We want to walk the Butterfly Valley side track from the Lycian Way not far from Olundeniz. Fethiye comes and goes in a whirl of shops and hotels. Then Ovacik and Olundeniz pass the same way. There’s nowhere to camp and hoards of sunburned tourists walking around carrying beach towels.
We drive on along the coast. The road becomes narrow and twisting. It clings to the cliff as if for dear life and the views out the window are of the impossibly clear blue sea directly below us. Before we know it we are at Butterfly Valley village. It seems every house is a pension or restaurant. And it’s not difficult to see why with these views down to the bay.
The village itself is pretty too; wedged between cliffs that plummet to the sea below and Baba Dhagi (Father Mountain) above.

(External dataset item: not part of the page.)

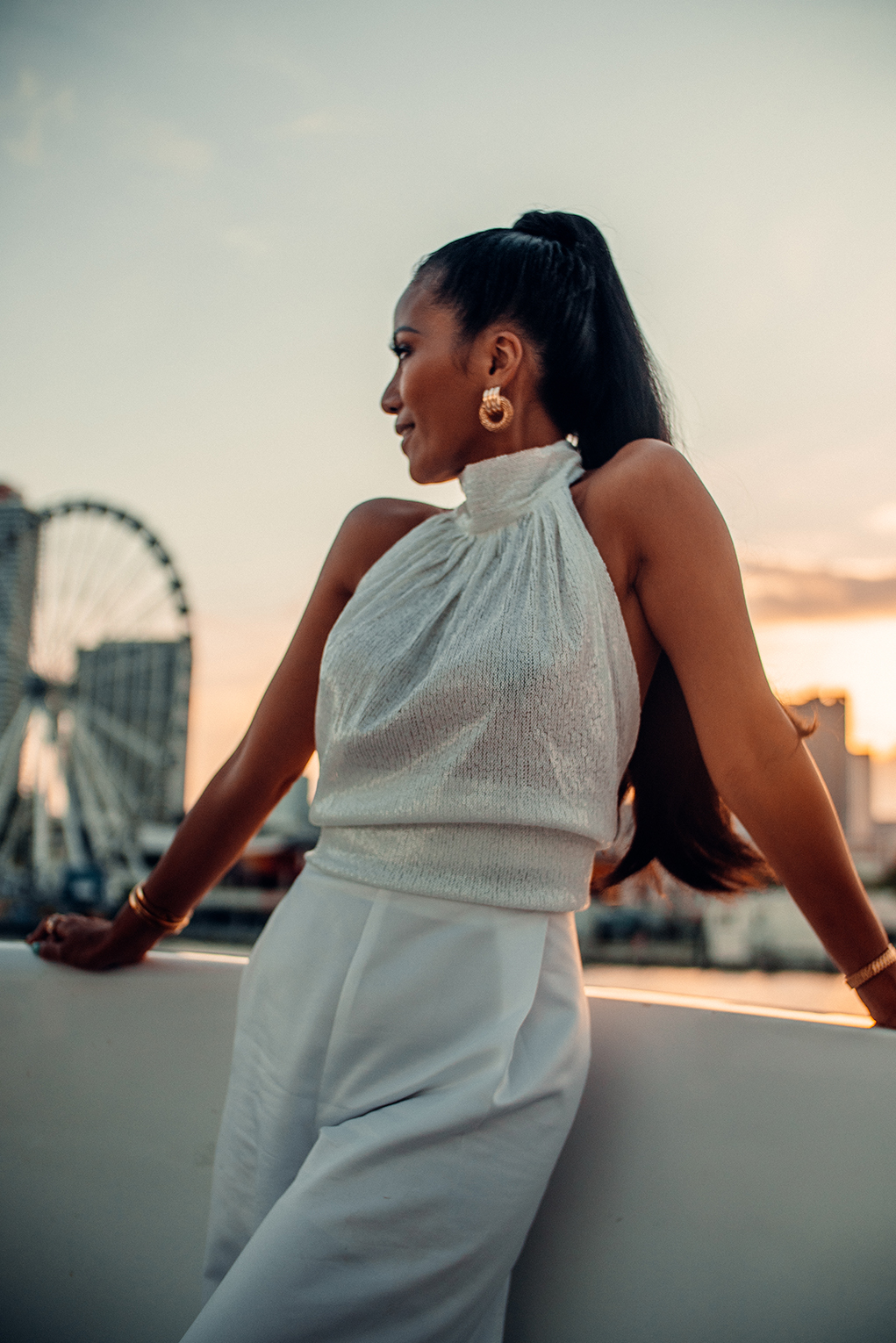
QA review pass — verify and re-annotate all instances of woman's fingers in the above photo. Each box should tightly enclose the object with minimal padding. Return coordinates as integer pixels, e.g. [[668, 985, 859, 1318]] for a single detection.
[[25, 915, 120, 970]]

There’s no camping but a few pensions have signs that say “tent sites”. Mum goes to one to discuss the possibility of us staying there. We are welcomed with open arms at Hotel Orun. They have a large driveway we can park in and a romantic restaurant for dinner. There is no menu; this is a home kitchen where we are served mixed mezze, soup, a pasta dish and grapes along with the every present fresh bread that is so much a part of every Turkish meal (and comes without charge). The food tastes great and I sleep well outside the camper under the stars in my bivy.